Gas turbine engines (GTEs) produce power by extracting energy from a flow of hot gas produced by combustion of fuel in a stream of compressed air. In general, GTEs have an upstream air compressor coupled to a downstream turbine with a combustion chamber (combustor) in between. Energy is produced when a mixture of compressed air and fuel is burned in the combustor, and the resulting hot gases are used to spin blades of a turbine. In typical GTEs, multiple fuel injectors direct the fuel to the combustor for combustion. Combustion of typical fuels results in the production of some undesirable constituents, such as NOx, in GTE exhaust emissions. Air pollution concerns have led to government regulations that regulate the emission of NOx in GTE exhaust. One method used to reduce NOx emissions of GTEs is to use a well mixed lean fuel-air mixture (fuel-air mixture having a lower fuel to air ratio than the stoichiometric ratio) for combustion in the combustor. However, in some cases, using a lean fuel-air mixture may make combustion in the combustor unstable. To provide a stable flame while meeting NOx emission regulations, some fuel injectors direct separate streams of a lean fuel-air mixture and a richer fuel-air mixture to the combustor. The lean fuel-air mixture may provide low NOx emissions, while the richer fuel-air mixture may provide flame stabilization during periods of flame instability.
In some cases, the fuel injector may also be configured to direct both a liquid and a gaseous fuel to the combustor. Such a fuel injector, called a dual fuel injector, may enable the GTE to operate using both liquid fuel (such as, for example, diesel) and gaseous fuel (such as, for example, natural gas), depending upon the conditions and economics of any particular GTE operating site. In dual fuel injectors, one of a liquid or a gaseous fuel may be directed to the fuel injector to be mixed with air, and delivered to the combustor. Such a dual fuel injector may include both liquid fuel supply lines and gaseous fuel supply lines, along with suitable valves, to enable the liquid fuel supply to the injector to be switched off while the GTE is operating on gaseous fuel, and the gaseous fuel supply to the injector to be switched off while the GTE is operating on liquid fuel. However, even when the liquid or gaseous fuel is switched off, the corresponding fuel lines may still fluidly couple the multiple injectors of the GTE to each other. Minor variations in the air-fuel mixture (fuel to air ratio, amount of flow, etc.) delivered to the combustor through different fuel injectors may cause variations in the flame at the outlet (inlet into the combustor) of the different fuel injectors. These variations in the flame may cause pressure variations between the outlets of different fuel injectors (combustion induced circumferential pressure variation). The variation in pressure between the different injector outlets may cause ingestion of fuel and/or combustion gases into the inactive fuel lines. This inflow of fuel and/or hot combustion gases through the inactive fuel lines of one fuel injector and outflow through a second fuel injector is called cross-talk. Cross-talk may cause the fuel delivery system to become hot and cause damage.

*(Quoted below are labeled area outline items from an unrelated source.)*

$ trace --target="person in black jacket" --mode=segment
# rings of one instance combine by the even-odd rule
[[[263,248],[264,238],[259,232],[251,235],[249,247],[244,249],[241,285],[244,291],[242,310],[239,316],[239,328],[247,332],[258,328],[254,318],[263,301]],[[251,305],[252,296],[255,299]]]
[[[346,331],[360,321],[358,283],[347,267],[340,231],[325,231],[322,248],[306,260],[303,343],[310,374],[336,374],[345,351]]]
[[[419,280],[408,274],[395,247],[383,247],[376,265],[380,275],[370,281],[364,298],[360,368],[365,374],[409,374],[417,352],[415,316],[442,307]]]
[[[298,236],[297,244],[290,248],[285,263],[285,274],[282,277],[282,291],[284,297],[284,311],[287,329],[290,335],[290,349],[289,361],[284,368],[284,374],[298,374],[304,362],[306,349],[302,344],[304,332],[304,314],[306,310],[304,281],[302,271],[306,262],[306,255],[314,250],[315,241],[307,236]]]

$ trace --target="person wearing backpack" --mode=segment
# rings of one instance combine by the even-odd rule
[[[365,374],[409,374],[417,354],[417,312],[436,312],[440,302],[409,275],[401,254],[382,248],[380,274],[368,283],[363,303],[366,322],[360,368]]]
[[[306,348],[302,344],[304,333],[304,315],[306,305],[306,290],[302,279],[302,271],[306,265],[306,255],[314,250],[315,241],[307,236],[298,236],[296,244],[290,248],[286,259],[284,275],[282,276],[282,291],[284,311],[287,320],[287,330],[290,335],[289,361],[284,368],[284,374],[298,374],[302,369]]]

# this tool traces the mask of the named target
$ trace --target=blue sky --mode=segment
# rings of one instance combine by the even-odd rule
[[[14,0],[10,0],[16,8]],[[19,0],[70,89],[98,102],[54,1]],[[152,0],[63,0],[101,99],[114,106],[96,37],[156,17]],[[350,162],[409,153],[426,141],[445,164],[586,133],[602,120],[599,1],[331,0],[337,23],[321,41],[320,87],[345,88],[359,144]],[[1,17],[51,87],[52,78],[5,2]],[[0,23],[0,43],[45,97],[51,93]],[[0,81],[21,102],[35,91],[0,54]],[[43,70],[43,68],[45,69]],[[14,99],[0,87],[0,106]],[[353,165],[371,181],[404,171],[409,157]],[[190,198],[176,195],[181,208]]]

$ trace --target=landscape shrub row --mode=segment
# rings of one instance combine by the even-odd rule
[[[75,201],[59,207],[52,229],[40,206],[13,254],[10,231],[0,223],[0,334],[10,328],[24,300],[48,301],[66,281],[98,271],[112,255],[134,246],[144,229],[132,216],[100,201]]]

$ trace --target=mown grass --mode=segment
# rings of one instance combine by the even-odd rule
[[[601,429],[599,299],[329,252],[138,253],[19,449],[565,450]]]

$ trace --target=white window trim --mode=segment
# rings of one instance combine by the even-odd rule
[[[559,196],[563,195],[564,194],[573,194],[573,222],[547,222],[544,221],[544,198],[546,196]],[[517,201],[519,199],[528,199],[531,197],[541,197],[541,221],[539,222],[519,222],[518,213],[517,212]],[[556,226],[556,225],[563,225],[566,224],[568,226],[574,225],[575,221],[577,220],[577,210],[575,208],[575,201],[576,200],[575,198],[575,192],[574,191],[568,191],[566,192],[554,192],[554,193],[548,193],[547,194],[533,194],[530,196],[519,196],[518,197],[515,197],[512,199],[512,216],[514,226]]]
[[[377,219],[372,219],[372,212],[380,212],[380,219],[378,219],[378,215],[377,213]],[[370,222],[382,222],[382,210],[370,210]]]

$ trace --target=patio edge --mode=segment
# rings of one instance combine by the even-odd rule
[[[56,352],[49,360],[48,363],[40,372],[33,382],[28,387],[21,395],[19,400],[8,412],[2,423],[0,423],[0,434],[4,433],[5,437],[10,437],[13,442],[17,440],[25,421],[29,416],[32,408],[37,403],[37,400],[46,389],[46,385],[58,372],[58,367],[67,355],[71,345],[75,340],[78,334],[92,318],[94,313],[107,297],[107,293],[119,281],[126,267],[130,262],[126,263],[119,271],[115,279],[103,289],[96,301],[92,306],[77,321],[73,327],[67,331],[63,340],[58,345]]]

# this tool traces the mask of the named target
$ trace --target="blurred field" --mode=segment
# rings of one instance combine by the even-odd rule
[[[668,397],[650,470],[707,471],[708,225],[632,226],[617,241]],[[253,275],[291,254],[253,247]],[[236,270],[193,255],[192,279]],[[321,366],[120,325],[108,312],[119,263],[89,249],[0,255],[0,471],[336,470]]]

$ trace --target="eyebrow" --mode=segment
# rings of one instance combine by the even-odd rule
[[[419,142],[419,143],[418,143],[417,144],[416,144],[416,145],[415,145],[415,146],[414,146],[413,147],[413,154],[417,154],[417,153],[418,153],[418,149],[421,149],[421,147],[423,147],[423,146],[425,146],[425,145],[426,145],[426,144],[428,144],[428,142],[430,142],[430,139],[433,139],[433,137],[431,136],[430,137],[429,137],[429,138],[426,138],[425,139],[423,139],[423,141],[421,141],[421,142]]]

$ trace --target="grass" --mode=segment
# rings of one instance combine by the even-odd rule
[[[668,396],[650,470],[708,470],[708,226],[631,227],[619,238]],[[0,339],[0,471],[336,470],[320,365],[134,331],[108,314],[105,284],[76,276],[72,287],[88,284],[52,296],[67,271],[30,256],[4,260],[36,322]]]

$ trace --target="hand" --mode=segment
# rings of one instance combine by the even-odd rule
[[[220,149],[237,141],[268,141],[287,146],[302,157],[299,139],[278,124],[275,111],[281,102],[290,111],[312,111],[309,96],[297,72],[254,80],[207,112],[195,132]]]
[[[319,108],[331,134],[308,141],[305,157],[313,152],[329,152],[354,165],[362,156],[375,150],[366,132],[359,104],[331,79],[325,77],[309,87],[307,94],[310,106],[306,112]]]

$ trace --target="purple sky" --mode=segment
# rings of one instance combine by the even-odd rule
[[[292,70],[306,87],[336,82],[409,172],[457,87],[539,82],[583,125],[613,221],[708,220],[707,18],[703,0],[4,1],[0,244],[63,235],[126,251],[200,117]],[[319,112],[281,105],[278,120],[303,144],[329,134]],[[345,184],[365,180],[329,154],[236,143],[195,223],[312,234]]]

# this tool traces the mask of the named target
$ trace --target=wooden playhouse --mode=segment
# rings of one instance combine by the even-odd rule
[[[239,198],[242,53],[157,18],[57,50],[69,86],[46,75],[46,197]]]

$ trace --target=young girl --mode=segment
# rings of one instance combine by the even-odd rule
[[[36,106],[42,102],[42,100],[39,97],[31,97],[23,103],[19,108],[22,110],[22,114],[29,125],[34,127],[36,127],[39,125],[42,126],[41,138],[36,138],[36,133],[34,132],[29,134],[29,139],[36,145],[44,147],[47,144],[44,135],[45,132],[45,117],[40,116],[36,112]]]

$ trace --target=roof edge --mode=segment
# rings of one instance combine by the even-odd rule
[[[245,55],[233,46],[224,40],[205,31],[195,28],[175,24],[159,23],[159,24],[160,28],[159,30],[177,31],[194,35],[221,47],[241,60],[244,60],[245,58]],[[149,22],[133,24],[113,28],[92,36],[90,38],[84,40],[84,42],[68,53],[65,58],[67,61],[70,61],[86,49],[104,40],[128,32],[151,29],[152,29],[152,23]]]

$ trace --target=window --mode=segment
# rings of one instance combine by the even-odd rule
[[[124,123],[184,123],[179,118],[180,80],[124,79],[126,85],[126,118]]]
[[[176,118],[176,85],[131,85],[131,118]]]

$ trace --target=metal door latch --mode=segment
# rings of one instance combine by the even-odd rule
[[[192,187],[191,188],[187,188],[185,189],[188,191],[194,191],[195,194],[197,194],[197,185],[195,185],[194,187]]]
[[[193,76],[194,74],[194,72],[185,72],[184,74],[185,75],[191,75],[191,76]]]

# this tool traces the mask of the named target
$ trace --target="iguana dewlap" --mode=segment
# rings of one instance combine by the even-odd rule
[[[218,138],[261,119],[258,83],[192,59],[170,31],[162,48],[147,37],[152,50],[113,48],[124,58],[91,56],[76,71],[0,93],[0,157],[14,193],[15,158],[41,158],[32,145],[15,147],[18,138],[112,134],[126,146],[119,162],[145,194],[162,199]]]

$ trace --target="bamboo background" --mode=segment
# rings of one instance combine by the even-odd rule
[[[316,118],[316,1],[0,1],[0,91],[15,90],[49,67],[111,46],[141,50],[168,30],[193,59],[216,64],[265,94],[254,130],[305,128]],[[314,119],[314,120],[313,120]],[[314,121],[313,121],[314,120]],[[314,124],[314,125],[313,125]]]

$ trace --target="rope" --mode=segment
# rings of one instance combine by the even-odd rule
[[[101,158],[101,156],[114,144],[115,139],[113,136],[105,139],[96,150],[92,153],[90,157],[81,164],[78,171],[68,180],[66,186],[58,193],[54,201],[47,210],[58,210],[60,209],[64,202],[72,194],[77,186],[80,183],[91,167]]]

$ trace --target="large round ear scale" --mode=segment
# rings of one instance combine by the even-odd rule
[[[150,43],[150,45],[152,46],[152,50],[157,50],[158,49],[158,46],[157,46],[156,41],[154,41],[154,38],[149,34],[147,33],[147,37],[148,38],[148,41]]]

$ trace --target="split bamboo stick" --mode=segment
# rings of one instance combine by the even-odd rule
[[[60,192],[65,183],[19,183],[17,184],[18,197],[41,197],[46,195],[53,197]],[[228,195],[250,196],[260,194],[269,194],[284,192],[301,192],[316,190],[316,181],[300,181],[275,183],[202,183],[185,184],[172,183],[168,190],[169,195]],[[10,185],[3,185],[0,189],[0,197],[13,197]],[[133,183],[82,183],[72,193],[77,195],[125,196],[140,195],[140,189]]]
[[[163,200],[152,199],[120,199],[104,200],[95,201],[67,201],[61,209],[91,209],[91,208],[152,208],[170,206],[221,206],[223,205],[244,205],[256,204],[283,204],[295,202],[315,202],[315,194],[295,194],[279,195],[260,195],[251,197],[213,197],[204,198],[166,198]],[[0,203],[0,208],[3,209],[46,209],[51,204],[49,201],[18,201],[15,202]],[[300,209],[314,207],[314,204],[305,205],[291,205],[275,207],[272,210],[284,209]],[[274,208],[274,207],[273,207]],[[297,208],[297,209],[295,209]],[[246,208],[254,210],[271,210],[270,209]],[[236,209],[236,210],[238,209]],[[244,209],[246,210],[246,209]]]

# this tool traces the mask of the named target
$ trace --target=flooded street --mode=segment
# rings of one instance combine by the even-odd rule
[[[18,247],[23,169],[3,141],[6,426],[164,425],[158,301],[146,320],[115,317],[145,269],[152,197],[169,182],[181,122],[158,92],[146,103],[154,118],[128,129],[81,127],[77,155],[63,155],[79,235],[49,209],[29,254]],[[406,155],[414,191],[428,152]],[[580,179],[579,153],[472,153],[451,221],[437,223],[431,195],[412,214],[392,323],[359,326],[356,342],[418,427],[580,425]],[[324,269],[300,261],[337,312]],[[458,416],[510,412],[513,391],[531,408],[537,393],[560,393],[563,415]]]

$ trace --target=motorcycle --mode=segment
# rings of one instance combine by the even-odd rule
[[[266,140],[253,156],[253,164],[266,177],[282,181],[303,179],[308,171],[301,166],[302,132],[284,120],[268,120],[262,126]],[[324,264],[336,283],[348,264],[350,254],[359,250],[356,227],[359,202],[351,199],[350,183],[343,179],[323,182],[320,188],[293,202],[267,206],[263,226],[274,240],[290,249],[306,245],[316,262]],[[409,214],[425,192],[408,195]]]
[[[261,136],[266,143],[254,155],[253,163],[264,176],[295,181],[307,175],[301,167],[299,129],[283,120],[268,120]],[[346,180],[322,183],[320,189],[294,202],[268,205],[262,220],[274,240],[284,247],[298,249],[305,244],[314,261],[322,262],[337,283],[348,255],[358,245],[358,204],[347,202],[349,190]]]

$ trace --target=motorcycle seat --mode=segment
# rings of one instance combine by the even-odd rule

U.S. Patent Publication number 2007/0044477A1 ('477 publication) to Held et al. discloses a gas turbine engine fuel nozzle that is configured to reduce cross-talk. The fuel nozzle of the '477 publication includes a first, a second, and a third passage extending coaxially along an axis of symmetry of the nozzle. The first, second, and third passageways include a nozzle at one end that extends into the combustor. Each of the passageways of the nozzle of the '477 publication also includes an inlet opening that is fluidly coupled to the combustor. The two innermost passageways of the '477 publication direct a fuel to the combustor. The outermost passageway of the '477 publication is configured to direct steam to the combustor, and includes an additional inlet opening upstream of the nozzle. The inlet openings of the third passageway are located in such a manner that a pressure differential across the inlet openings facilitates providing the driving pressure for a purge flow across the nozzle tip and protection against circumferential pressure gradients that may tend to induce cross-talk. While the approach of the '477 publication may reduce cross-talk in some applications, it may have disadvantages. For instance, it may not be applicable to a gas turbine engine application that does not include steam in the fuel supply system. Additionally, the approach of the '477 publication may not reduce cross-talk in a dual fuel injector where fuel lines associated with one type of fuel may be inactive when the turbine engine is operating using the other type of fuel.